Indonesia merupakan negara maritim dengan sejuta potensi perikanan. Potensi tersebut sampai saat ini sayangnya belum termaksimalisasi. Banyak komoditas perikanan Indonesia yang tidak populer di pasar lokal namun populer di pasar internasional, salah satunya sidat bicolor.
Sidat bicolor atau yang biasa dikenal dengan sebutan unagi merupakan komoditas perikanan yang potensinya belum dilirik sebagai bahan makanan bergizi tinggi maupun ladang usaha oleh warga negara Indonesia. Pasalnya, masyarakat Indonesia tidak terbiasa untuk mengonsumsi unagi, sehingga hanya sedikit pelaku bisnis yang menekuni bisnis ini.

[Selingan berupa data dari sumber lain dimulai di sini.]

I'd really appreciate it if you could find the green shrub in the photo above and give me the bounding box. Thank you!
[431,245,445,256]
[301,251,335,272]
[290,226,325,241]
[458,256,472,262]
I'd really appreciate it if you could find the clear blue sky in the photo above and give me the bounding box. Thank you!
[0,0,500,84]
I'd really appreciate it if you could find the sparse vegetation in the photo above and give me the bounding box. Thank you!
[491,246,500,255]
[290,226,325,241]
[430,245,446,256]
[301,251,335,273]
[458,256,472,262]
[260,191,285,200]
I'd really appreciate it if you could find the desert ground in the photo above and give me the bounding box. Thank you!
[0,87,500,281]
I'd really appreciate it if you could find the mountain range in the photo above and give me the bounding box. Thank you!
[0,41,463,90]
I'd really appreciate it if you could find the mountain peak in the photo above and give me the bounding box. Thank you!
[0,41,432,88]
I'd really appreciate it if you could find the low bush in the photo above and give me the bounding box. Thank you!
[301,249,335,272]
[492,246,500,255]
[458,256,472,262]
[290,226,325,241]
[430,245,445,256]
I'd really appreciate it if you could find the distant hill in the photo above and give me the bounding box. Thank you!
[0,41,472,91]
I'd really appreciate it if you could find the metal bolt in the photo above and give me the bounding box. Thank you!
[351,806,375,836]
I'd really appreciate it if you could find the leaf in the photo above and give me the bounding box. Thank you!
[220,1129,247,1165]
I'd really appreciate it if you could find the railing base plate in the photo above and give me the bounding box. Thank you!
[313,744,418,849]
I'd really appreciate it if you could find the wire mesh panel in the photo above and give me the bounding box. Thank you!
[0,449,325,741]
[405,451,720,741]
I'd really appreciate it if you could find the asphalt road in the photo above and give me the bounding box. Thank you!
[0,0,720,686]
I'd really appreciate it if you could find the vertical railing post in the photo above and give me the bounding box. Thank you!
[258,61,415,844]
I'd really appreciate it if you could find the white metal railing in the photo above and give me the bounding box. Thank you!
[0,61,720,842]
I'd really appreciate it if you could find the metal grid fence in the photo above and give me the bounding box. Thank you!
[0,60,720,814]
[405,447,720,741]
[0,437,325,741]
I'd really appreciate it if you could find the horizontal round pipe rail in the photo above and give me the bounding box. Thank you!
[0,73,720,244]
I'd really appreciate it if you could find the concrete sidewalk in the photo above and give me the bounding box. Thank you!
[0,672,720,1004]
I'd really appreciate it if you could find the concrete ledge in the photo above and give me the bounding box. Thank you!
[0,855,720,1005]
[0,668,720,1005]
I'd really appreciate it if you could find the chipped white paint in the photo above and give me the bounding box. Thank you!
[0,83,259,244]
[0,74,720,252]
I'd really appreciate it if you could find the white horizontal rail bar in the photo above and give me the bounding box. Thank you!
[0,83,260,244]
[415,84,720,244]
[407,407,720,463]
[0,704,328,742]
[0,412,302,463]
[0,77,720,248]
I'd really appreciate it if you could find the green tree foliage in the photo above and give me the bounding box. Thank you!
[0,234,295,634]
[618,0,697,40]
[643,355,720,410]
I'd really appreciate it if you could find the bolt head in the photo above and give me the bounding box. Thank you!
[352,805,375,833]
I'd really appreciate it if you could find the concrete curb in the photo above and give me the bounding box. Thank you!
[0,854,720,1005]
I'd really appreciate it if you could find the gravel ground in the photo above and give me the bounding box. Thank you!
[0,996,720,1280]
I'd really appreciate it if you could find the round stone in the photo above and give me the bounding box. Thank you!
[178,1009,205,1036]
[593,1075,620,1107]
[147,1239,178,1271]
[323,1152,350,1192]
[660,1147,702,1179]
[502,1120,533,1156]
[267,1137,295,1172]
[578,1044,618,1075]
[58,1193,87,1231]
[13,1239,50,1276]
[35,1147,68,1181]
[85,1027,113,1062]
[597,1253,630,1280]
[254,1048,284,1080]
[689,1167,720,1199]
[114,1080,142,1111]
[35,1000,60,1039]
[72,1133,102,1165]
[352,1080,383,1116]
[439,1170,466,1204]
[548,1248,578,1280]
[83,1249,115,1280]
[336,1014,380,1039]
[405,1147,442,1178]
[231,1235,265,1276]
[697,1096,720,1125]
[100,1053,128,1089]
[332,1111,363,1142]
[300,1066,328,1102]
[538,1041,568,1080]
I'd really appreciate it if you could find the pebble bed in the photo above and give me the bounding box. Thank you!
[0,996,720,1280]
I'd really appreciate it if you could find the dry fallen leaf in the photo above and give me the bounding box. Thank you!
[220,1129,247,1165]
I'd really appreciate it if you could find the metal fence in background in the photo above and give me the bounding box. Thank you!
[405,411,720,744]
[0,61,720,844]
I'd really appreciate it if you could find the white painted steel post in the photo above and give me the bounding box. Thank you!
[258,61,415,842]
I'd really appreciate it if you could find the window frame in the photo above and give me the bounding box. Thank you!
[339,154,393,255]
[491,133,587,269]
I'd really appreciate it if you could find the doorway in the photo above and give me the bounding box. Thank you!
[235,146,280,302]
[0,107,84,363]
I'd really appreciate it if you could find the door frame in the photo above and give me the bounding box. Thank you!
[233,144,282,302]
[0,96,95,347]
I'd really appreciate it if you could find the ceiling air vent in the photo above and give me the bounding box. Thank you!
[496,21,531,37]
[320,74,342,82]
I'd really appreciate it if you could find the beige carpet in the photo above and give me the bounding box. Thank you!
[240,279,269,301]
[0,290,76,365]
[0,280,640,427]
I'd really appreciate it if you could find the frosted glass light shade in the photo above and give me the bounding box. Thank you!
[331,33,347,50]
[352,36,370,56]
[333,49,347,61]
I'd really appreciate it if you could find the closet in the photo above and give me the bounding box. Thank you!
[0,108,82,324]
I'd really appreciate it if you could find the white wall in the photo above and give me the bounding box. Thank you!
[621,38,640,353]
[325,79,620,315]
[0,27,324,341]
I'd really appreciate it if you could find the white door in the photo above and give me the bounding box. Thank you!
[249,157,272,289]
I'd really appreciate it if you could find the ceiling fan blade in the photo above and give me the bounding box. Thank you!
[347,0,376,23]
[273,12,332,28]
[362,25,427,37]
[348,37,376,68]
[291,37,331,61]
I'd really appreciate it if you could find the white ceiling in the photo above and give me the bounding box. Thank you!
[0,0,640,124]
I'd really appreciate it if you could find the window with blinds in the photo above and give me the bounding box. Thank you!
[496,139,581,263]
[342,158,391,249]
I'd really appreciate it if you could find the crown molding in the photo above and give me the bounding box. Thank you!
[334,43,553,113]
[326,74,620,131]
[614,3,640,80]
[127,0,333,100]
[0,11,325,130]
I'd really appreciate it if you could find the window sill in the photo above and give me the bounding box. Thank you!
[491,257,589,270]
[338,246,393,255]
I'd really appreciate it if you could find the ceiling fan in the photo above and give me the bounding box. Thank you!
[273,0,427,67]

 Acapkali sidat disamakan dengan belut. Benarkah demikian? Faktanya tidak. Belut yang biasa ditemukan di pasar atau rumah makan tradisional, seperti rumah makan padang atau sunda dan sidat merupakan 2 (dua) spesies yang berbeda.  Walau keduanya sama-sama hidup di air tawar, nama spesies sidat bicolor adalah Anguilla bicolor sedangkan belut adalah Monopterus albus. Perbedaan fisik antar keduanya juga dapat dilihat apabila diperhatikan dengan saksama, salah satunya adalah sirip kecil yang dimiliki oleh sidat namun tidak dimiliki oleh belut. Dengan demikian, sidat dan belut memiliki kandungan gizi, metode perawatan, dan harga pasaran yang berbeda. Â
 Seperti beberapa komoditas perikanan lainnya, sidat bicolor bukanlah jenis komoditas yang mudah ditemukan. Indonesia merupakan salah satu negara dengan komoditas sidat terbanyak di dunia setelah Jepang. GBIF (Global Biodiversity Information Facility) menunjukkan sebuah data yang menunjukkan banyaknya benih sidat yang hidup di Indonesia dibandingkan negara produsen sidat lain, seperti Republik Rakyat Cina (RRC) dan Taiwan.
 Adanya penawaran yang sedemikian rupa tidak 'disambut' dengan permintaan yang ada. Pasar internasional, khususnya Jepang sangat berminat akan kegiatan ekspor sidat. Kementerian Keuangan Jepang atau Zaimu-sh menyebutkan bahwa produksi sidat Jepang kian menurun, bahkan sudah dilampaui oleh RRC.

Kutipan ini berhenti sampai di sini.